The combined business will have about $4.2 billion in annual sales. The majority of those sales are in the generic drug market and will make the company the fifth-largest generics firm in the U.S., according to Endo.
“This transaction with Par builds upon our generics growth, adding a strong portfolio of high barrier-to-entry and attractive gross margin products,” Endo CEO Rajiv De Silva said when announcing the deal.
It also follows Endo’s growth strategy of acquiring businesses. In early 2014, Endo moved its headquarters to Ireland through a tax inversion deal in which it acquired Paladin Labs. Since then it has acquired two other smaller companies, but its most recent attempted $11 billion takeover of the gastrointestinal drug firm Salix Pharmaceuticals ended in March when Valeant Pharmaceuticals came in with a higher bid.
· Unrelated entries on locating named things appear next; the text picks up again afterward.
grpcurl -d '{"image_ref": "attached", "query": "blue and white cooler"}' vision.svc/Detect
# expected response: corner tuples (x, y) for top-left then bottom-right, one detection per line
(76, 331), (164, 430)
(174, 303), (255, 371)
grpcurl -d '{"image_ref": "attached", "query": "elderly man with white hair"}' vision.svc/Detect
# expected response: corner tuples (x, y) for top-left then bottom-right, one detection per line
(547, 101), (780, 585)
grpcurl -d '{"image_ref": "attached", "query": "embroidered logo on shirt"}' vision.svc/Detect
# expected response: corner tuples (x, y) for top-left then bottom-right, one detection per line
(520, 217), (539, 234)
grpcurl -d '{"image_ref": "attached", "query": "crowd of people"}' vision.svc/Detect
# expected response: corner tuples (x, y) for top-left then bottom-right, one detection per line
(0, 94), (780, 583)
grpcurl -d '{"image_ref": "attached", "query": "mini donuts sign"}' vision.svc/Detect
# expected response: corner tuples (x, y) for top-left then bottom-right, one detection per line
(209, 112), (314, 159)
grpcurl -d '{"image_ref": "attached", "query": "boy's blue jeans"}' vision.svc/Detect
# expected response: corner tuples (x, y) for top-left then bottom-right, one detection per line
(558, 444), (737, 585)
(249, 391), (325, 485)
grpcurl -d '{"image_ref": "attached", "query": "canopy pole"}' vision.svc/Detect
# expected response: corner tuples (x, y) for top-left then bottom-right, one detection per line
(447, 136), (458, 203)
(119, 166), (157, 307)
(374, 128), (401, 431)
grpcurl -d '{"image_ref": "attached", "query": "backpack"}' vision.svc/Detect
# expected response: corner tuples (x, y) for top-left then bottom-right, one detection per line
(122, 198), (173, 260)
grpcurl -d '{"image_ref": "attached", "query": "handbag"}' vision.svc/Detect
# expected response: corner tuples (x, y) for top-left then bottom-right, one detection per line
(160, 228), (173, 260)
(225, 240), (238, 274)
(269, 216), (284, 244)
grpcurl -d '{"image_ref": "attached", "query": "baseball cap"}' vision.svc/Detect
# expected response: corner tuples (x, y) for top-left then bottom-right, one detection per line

Par’s current owners are set to make a substantial return on selling the private company. In late 2012, the equity investment firm TPG acquired Par for $1.9 billion. TPG clearly was looking to exit the investment—in March, Par had filed with regulators for a proposed initial public offering of stock.
The generic drug area has been rife with merger and acquisition moves. The most recent one has been Teva Pharmaceutical Industries hostile $40 billion bid for Mylan. In contrast, the Endo-Par transaction has been unanimously approved by the boards of the two companies, is supported by both sides’ management, and requires no further shareholder approval for the deal to close.